El obsecuente López Rega, ex cantante, astrólogo, sirviente, secretario privado del general, sargento de la Policía Federal autoascendido a comisario y ministro entronizado por Perón en el elenco del efímero Héctor Cámpora para permanecer incólume en el gabinete mientras los presidentes cambiaban (fue el único que duró con Lastiri, Perón e Isabel, hasta caer por presión sindical a mediados de 1975), iba entonces camino a convertirse en el hombre fuerte del gobierno justicialista. Esotérico Rasputín, temerario emergente de un gobierno que prometía la Argentina Potencia mientras la espiral de violencia de origen peronista, marxista y paraestatal cobraba cientos de muertos y el descontrol económico crecía, López Rega estaba ensayando el principio rector del golpe militar posterior. "La subversión y el terror de derecha no son lo mismo -diría en 1976 el contralmirante César Guzzetti, canciller de Videla-. Cuando el cuerpo social del país ha sido contaminado por una enfermedad que le devora las entrañas, forma anticuerpos y esos anticuerpos no pueden considerarse del mismo modo que los microbios".
Una parte de la Triple A funcionaba en el propio Ministerio de Bienestar Social, sobre la Plaza de Mayo. Allí se descubrió el 19 de julio de 1975, cuando el Cuerpo de Granaderos desarmó la guardia del Brujo, un verdadero arsenal de guerra: escopetas Itaka, fusiles Hight S, ametralladoras Ingram, revólveres Magnum, granadas, silenciadores y munición de grueso calibre, nada demasiado vinculado con el bienestar social, desmesurado, en el mejor de los casos, para asistir a la custodia personal del ministro, como argumentaban sus escasos defensores. La Triple A se completaba con policías retirados y en actividad, como el comisario Alberto Villar (designado jefe de la Policía Federal por Perón, luego asesinado por los Montoneros), militares (se cree que entre ellos estaba el capitán Mohamed Alí Seineldín), matones sindicales, extrema derecha peronista y delincuentes, como Aníbal Gordon. La impunidad era ilimitada. Confirma hoy Solari Yrigoyen que a nadie le interesó investigar su atentado. Tampoco hubo voluntad política de esclarecer las amenazas ni las bombas colocadas en locales partidarios, una acción modesta al lado de las mutilaciones de algunas de las víctimas cuyos cadáveres -otra diferencia con el Proceso- aparecían luego y esparcían el espanto. Aunque sin una configuración orgánica definida, la Triple A giraba en torno a las revistas Cabildo, abiertamente nazi, y El Caudillo, financiada por Lorenzo Miguel.

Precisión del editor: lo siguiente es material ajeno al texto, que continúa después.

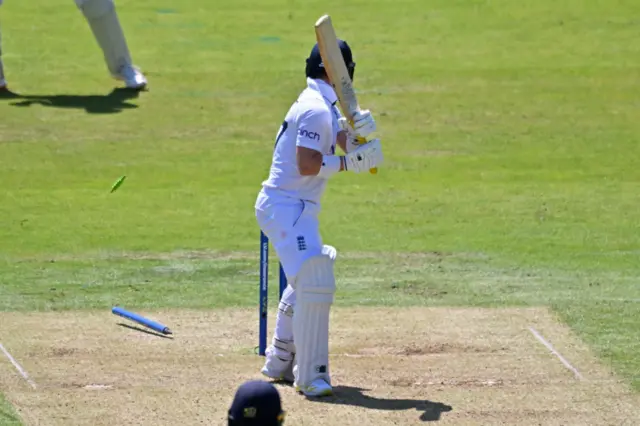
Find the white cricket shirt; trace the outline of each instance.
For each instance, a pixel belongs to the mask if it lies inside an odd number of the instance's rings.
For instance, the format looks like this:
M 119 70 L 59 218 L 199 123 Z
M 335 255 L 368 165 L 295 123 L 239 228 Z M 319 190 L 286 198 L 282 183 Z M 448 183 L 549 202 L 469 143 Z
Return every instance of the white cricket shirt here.
M 335 154 L 340 112 L 333 87 L 322 80 L 307 78 L 307 87 L 293 103 L 278 130 L 269 178 L 262 182 L 256 208 L 265 198 L 287 197 L 320 203 L 327 179 L 302 176 L 298 171 L 296 146 Z M 273 200 L 272 200 L 273 201 Z

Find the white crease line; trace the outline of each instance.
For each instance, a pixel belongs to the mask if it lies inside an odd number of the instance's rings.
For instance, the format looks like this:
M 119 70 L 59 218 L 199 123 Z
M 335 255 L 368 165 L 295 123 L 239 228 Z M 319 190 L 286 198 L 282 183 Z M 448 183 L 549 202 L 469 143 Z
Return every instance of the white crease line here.
M 15 360 L 15 358 L 13 358 L 11 356 L 11 354 L 9 353 L 8 350 L 6 350 L 4 348 L 4 346 L 2 346 L 2 343 L 0 343 L 0 349 L 2 349 L 2 352 L 4 352 L 5 356 L 7 357 L 7 359 L 9 361 L 11 361 L 11 364 L 13 364 L 14 367 L 16 367 L 16 370 L 18 370 L 18 373 L 20 373 L 22 375 L 22 377 L 24 377 L 24 379 L 27 381 L 27 383 L 29 383 L 31 385 L 32 388 L 36 388 L 36 382 L 34 382 L 33 380 L 31 380 L 31 378 L 29 377 L 29 375 L 27 374 L 26 371 L 24 371 L 24 368 L 22 368 L 20 366 L 20 364 L 18 364 L 18 361 Z
M 545 345 L 547 349 L 551 351 L 552 354 L 558 357 L 560 362 L 564 364 L 564 366 L 567 367 L 576 376 L 576 379 L 584 380 L 584 377 L 582 377 L 582 374 L 580 374 L 578 369 L 575 368 L 573 365 L 571 365 L 571 363 L 567 361 L 567 359 L 563 357 L 560 352 L 556 351 L 555 348 L 551 346 L 551 343 L 549 343 L 544 337 L 542 337 L 542 334 L 538 333 L 538 331 L 533 327 L 529 327 L 529 331 L 531 332 L 531 334 L 535 336 L 536 339 L 540 341 L 540 343 Z

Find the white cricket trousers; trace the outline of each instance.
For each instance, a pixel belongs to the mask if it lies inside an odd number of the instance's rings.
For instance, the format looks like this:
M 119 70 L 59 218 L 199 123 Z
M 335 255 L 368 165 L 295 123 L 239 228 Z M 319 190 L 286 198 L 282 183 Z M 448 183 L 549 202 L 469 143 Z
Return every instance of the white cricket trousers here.
M 270 197 L 260 192 L 256 203 L 256 219 L 269 238 L 282 263 L 288 285 L 278 304 L 273 341 L 267 356 L 293 359 L 293 311 L 296 292 L 292 287 L 302 264 L 322 254 L 318 212 L 320 206 L 288 197 Z

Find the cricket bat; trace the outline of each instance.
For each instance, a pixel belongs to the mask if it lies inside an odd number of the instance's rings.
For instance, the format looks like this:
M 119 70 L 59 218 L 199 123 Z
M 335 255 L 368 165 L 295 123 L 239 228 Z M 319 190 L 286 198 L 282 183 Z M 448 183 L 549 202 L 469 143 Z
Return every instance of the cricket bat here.
M 353 116 L 360 111 L 360 105 L 358 105 L 358 98 L 353 90 L 353 82 L 349 77 L 347 65 L 344 63 L 344 58 L 338 45 L 338 37 L 333 28 L 331 17 L 329 15 L 320 17 L 316 21 L 315 28 L 324 69 L 333 89 L 336 91 L 342 113 L 353 126 Z M 358 138 L 358 142 L 363 144 L 367 141 L 364 138 Z M 378 169 L 370 169 L 369 172 L 376 174 Z

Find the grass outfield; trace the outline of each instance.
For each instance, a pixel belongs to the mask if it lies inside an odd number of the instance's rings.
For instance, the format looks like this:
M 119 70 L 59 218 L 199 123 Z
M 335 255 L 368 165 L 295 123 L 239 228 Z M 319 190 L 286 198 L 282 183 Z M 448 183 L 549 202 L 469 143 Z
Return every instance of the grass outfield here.
M 331 13 L 387 160 L 325 196 L 337 305 L 548 306 L 640 389 L 637 2 L 123 0 L 133 99 L 49 3 L 0 9 L 0 310 L 257 308 L 253 203 Z

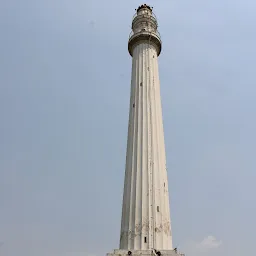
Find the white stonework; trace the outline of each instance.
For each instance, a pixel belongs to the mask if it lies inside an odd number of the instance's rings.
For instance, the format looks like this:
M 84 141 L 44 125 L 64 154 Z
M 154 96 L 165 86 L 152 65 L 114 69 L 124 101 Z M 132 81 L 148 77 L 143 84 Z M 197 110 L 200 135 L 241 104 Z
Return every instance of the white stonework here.
M 108 256 L 181 255 L 172 246 L 157 27 L 152 9 L 140 6 L 128 43 L 132 79 L 120 249 Z

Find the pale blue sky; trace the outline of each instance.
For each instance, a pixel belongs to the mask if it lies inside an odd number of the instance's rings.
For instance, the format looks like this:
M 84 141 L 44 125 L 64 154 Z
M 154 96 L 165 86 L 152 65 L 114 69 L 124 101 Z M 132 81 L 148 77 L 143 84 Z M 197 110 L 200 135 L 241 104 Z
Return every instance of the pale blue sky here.
M 127 39 L 142 3 L 1 1 L 0 256 L 118 247 Z M 254 255 L 256 3 L 148 3 L 163 40 L 174 245 L 188 256 Z

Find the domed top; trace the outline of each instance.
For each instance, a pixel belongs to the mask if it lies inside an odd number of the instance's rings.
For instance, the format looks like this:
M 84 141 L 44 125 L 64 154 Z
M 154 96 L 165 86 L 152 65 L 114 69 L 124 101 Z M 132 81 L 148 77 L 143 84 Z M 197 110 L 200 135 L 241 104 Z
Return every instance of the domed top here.
M 147 5 L 147 4 L 142 4 L 141 6 L 139 6 L 138 7 L 138 9 L 137 9 L 137 13 L 139 12 L 139 10 L 141 10 L 141 9 L 143 9 L 143 8 L 147 8 L 147 9 L 149 9 L 151 12 L 152 12 L 152 7 L 150 7 L 149 5 Z

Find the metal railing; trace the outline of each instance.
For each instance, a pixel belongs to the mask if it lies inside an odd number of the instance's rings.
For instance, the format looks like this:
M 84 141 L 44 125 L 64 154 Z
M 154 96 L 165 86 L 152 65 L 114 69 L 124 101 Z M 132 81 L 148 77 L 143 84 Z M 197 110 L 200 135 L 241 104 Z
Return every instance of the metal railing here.
M 153 12 L 150 12 L 150 14 L 146 14 L 146 13 L 140 13 L 138 14 L 137 12 L 133 15 L 132 19 L 134 20 L 135 17 L 137 16 L 141 16 L 141 15 L 147 15 L 147 16 L 151 16 L 152 19 L 157 21 L 156 15 Z
M 136 36 L 136 35 L 139 35 L 139 34 L 145 34 L 145 35 L 152 35 L 152 36 L 155 36 L 157 37 L 160 41 L 161 41 L 161 35 L 160 33 L 156 30 L 156 31 L 139 31 L 137 33 L 134 33 L 133 31 L 131 31 L 130 35 L 129 35 L 129 40 L 133 37 L 133 36 Z
M 158 23 L 157 23 L 157 18 L 155 16 L 155 14 L 152 12 L 151 14 L 145 14 L 145 13 L 140 13 L 140 14 L 137 14 L 135 13 L 133 15 L 133 19 L 132 19 L 132 22 L 134 22 L 134 19 L 136 19 L 138 17 L 139 18 L 147 18 L 147 19 L 150 19 L 152 20 L 154 23 L 156 23 L 156 25 L 158 26 Z

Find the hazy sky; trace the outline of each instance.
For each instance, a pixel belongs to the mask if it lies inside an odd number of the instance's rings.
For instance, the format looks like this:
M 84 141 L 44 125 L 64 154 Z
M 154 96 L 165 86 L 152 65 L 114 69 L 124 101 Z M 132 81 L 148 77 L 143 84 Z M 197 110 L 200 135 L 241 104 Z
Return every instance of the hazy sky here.
M 134 9 L 0 1 L 0 256 L 118 248 Z M 152 0 L 174 245 L 255 254 L 256 3 Z

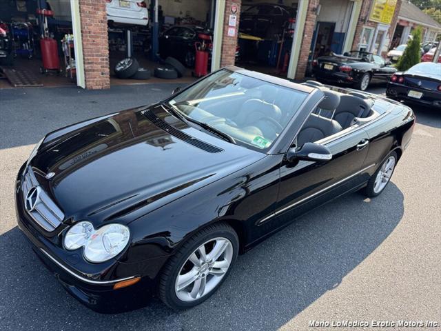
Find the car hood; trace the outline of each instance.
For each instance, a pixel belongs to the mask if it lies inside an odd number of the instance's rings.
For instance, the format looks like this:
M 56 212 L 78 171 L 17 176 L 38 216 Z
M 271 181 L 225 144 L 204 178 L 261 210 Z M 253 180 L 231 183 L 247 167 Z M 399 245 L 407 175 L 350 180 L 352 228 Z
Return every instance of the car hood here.
M 61 129 L 39 150 L 30 165 L 66 218 L 122 223 L 265 156 L 189 126 L 161 105 Z

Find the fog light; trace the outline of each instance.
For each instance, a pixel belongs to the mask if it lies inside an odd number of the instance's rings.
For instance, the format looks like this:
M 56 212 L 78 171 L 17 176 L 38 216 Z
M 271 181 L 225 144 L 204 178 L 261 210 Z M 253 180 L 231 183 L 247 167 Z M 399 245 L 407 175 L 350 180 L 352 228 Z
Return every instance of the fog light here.
M 132 279 L 127 279 L 127 281 L 119 281 L 113 285 L 114 290 L 118 290 L 119 288 L 127 288 L 131 285 L 136 284 L 141 280 L 141 277 L 135 277 Z

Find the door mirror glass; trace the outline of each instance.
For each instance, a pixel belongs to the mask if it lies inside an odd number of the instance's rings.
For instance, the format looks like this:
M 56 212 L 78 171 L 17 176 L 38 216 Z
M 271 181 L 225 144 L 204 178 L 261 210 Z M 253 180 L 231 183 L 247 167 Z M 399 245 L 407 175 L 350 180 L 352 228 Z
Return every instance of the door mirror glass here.
M 289 162 L 296 160 L 323 161 L 331 159 L 332 153 L 327 147 L 315 143 L 305 143 L 300 150 L 290 148 L 287 154 L 287 159 Z

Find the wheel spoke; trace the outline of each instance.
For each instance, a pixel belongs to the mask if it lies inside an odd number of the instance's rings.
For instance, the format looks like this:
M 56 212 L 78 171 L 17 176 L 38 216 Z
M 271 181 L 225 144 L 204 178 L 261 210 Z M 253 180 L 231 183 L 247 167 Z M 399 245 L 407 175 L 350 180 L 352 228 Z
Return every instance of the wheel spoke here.
M 199 259 L 198 259 L 198 257 L 196 256 L 194 252 L 190 255 L 190 257 L 189 257 L 188 259 L 190 260 L 190 262 L 196 267 L 201 267 L 201 261 L 199 261 Z
M 205 246 L 202 245 L 199 248 L 198 248 L 198 252 L 199 252 L 199 254 L 201 254 L 201 259 L 203 261 L 206 262 L 207 260 L 207 253 L 205 252 Z
M 223 253 L 228 246 L 228 241 L 226 240 L 217 240 L 213 250 L 208 254 L 208 261 L 217 260 L 222 253 Z
M 198 278 L 197 272 L 197 270 L 193 268 L 186 274 L 178 275 L 176 290 L 181 291 L 196 281 Z
M 192 297 L 193 299 L 196 299 L 196 297 L 197 297 L 198 294 L 199 293 L 199 290 L 201 290 L 201 284 L 202 284 L 202 279 L 201 278 L 198 278 L 194 281 L 194 285 L 193 285 L 193 289 L 192 290 L 192 292 L 190 292 L 190 297 Z
M 229 262 L 228 262 L 225 259 L 223 259 L 222 261 L 216 261 L 216 262 L 214 262 L 214 263 L 213 263 L 213 268 L 216 269 L 220 269 L 221 268 L 228 268 L 229 265 Z

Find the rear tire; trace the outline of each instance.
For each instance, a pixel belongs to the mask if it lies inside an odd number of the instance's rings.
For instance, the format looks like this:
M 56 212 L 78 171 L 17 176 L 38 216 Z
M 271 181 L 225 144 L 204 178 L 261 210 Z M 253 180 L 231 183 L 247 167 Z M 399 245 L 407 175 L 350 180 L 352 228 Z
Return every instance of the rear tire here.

La reciente desclasificación de documentos de aquella época pertenecientes al Departamento de Estado norteamericano permitió confirmar que la embajada de Estados Unidos en Buenos Aires conocía entonces el concurso gubernamental en la Triple A, aunque reconocía que era difícil de probar. Uno de los muchos informes secretos en inglés dice que algunos atentados se hacían "por cuenta propia" mientras que otros estaban "dirigidos oficialmente". No todos llevaban el sello de la Triple A. Según la Conadep, está acreditado que la Triple A cometió 19 homicidios en 1973, 50 en 1974 y 359 en 1975.
Sí supo todo el país en su momento que la Triple A había asesinado a Silvio Frondizi, hermano del presidente, a Rodolfo Ortega Peña, abogado de guerrilleros y socio del actual secretario de Derechos Humanos, Eduardo Luis Duhalde, o, entre muchos más, a jefes policiales legalistas como Julio Troxler y Rubén Fortuny. No tuvieron la suerte de Jorge Taiana, médico y ministro de Perón, a quien alguien le avisó que la Triple A planeaba matarlo y se puso a resguardo. Ese alguien era Antonio Benítez, otro ministro, el de Justicia.
De triste recuerdo, los crímenes de la Triple A tampoco fueron demasiado removidos cuando renació la democracia. A casi nadie le pareció indicado revisar responsabilidades penales engarzadas con responsabilidades políticas nunca bien aclaradas.